INTRODUÇÃO
Os problemas de casco há tempo são reconhecidos como tal e têm sido associados com a diminuição da fertilidade em fêmeas (Penny, 1980). Porcas com claudicação produzem menos leitegadas do que aquelas sem esse problema (menos de 3,0 leitegadas e 4,5 leitegadas, respectivamente; Grandjot, 2007). Além disso, há também maiores perdas de leitões nas matrizes com manqueira, quando comparadas com fêmeas sadias (27% e 12,4%, respectivamente; Grandjot, 2007).
Os problemas locomotores têm sido identificados como sendo as principais causas de descarte de porcas (Friendship et al., 1986; Jorgensen, 2000). Essas perdas produtivas, em conjunto com o descarte prematuro de matrizes com problemas de casco causam uma perda financeira para o sistema de produção de suínos, estimado em US$ 52/fêmea (Grandjot, 2007).
Assim, a manutenção da produtividade do rebanho, com a remoção e reposição das fêmeas não produtivas, provou ser crucial para o bem--estar e o sucesso do negócio.

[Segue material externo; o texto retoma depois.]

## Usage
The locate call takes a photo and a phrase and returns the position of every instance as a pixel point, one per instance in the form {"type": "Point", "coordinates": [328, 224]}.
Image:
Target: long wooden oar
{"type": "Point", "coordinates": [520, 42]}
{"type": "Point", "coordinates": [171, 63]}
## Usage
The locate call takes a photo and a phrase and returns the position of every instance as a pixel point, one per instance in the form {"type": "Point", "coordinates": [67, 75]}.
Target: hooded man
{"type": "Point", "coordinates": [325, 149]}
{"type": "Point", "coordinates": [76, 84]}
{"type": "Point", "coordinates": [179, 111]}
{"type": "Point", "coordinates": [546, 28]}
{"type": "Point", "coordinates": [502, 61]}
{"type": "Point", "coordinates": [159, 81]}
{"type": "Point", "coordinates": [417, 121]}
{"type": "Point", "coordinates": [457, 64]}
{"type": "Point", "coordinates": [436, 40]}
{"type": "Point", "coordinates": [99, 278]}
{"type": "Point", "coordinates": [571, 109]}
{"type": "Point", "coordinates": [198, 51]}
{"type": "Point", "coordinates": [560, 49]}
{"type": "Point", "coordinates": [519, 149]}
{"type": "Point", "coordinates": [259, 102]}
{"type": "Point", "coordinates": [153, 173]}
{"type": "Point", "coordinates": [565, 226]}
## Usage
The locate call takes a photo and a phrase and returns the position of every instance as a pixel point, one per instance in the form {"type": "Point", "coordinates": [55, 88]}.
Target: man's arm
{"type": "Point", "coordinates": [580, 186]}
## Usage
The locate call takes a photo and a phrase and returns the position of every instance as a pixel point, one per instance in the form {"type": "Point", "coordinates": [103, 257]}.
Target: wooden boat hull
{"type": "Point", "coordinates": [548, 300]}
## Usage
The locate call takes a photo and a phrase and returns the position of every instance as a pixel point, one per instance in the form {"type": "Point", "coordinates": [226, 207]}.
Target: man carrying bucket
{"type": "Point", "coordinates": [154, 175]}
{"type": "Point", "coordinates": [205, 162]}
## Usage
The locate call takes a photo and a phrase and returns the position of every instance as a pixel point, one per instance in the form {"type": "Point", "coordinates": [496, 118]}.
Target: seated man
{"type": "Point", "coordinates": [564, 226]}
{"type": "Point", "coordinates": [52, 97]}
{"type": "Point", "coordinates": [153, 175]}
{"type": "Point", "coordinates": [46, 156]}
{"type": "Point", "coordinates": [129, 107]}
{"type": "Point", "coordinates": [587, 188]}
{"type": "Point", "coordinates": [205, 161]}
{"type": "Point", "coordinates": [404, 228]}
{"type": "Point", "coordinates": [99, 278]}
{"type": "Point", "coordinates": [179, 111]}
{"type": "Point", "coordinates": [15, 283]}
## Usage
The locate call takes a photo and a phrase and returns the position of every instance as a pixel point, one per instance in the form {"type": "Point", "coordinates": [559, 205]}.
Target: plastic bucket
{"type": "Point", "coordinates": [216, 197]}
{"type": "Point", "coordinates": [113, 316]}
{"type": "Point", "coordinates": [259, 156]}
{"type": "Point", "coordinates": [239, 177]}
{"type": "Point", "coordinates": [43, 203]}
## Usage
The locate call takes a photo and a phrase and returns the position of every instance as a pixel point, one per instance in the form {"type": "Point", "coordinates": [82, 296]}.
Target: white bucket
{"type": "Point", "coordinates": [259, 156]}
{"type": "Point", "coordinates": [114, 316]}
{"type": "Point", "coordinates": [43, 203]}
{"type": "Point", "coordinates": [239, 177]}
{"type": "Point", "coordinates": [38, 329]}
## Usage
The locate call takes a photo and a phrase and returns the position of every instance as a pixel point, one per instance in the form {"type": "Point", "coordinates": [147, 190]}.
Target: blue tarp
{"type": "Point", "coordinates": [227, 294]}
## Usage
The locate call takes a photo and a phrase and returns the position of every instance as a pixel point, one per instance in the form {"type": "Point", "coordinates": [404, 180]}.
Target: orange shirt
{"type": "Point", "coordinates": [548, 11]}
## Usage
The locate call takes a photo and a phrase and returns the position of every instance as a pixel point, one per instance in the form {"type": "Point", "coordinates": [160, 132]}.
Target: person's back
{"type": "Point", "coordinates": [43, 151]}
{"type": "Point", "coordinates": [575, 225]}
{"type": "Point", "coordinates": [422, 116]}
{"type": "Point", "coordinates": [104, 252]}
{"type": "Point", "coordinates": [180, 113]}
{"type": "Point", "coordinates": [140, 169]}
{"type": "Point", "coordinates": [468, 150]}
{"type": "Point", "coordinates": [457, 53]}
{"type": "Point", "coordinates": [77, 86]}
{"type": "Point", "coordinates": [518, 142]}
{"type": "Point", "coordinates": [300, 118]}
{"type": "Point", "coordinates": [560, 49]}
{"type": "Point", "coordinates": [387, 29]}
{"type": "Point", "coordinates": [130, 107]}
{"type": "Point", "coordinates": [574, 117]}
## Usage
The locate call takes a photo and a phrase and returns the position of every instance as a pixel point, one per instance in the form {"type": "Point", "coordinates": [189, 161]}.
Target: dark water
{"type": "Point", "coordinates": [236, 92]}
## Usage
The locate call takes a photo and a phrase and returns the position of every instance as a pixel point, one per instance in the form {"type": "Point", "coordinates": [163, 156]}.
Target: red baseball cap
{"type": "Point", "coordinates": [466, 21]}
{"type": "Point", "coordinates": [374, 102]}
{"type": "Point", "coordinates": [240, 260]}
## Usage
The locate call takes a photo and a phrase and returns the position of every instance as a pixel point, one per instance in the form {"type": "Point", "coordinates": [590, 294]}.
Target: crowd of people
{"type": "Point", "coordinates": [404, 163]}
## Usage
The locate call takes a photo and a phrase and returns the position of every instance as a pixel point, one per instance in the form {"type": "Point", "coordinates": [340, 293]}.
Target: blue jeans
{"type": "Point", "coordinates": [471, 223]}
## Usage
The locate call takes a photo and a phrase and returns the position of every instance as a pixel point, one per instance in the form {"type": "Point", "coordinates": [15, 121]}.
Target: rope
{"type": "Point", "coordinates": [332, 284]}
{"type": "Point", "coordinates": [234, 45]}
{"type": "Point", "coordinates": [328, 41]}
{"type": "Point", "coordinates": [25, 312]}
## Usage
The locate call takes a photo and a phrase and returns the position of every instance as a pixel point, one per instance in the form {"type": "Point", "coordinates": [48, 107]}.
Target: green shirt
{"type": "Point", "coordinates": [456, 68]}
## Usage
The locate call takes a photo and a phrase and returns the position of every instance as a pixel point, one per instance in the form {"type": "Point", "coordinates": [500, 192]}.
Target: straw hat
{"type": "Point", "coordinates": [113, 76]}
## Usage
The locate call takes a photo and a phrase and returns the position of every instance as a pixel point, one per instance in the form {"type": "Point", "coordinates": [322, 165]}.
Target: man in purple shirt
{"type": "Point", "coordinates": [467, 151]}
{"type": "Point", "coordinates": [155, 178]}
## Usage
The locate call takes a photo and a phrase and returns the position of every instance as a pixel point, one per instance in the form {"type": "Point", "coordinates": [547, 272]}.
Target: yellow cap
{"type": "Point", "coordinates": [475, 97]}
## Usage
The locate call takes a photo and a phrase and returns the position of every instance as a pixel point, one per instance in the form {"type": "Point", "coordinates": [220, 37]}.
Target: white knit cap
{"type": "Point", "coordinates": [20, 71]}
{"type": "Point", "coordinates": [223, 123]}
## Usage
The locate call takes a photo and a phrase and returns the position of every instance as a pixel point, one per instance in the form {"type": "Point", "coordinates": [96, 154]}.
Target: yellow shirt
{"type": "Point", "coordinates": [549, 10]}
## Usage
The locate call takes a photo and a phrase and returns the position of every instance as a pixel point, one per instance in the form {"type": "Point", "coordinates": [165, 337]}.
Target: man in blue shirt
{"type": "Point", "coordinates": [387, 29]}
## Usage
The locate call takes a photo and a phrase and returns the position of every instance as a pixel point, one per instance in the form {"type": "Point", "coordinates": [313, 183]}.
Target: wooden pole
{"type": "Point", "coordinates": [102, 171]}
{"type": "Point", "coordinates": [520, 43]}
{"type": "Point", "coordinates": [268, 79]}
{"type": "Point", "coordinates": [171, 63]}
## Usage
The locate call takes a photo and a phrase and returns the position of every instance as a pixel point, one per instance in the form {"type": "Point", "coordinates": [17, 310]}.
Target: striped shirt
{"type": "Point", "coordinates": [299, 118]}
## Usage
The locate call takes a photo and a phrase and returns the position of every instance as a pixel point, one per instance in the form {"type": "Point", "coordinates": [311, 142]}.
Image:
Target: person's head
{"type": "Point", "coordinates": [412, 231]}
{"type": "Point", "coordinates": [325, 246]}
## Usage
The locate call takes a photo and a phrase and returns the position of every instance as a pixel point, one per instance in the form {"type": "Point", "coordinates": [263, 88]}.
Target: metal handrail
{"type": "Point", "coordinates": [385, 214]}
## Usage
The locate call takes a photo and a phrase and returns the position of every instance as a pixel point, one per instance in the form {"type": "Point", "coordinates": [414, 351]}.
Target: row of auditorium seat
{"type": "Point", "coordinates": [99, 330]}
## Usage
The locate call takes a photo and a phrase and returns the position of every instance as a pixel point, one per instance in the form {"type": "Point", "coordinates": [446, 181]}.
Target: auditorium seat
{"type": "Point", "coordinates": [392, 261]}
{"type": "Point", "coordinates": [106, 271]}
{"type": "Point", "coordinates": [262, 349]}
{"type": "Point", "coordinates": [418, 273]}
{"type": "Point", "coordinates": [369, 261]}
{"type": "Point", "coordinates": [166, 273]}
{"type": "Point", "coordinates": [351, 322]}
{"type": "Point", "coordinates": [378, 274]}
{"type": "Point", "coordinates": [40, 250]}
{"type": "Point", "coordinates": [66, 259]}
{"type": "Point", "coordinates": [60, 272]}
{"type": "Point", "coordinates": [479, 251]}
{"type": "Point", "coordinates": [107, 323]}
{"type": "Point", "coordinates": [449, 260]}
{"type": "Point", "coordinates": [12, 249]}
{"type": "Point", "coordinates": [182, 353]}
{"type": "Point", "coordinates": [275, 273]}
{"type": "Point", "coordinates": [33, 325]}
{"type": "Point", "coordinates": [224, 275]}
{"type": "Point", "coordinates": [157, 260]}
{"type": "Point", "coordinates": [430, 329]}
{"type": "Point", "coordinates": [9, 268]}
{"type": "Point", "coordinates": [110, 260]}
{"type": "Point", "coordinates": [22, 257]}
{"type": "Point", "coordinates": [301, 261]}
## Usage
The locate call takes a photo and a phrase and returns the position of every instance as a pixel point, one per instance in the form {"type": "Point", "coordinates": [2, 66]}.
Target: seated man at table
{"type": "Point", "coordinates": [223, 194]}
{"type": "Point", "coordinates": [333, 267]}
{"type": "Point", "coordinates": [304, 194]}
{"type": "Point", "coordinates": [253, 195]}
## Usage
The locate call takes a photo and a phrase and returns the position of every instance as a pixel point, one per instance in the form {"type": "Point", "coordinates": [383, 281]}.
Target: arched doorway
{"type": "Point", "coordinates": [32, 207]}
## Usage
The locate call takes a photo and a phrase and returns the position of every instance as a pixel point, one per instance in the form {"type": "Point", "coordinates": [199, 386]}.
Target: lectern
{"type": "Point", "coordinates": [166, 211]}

O conhecimento e o entendimento das claudicações têm evoluído à medida que novas pesquisas têm sido desenvolvidas.
Tem se mostrado que a manqueira está relacionada com a diminuição significativa da produtividade das fêmeas, bem como com o descarte precoce de porcas (Anil et al., 2008).
Normalmente, as fêmeas removidas do plantel em função da claudicação têm uma idade menor se comparadas com aquelas que são descartadas por outros motivos. A precocidade na remoção das fêmeas tem um impacto negativo no tamanho das leitegadas, na sobrevivência dos leitões e pode levar a um aumento de problemas ligados ao status sanitário do rebanho (Dagorn and Aumaitre, 1979; D'Allaire et al., 1987; Patterson et al., 1997).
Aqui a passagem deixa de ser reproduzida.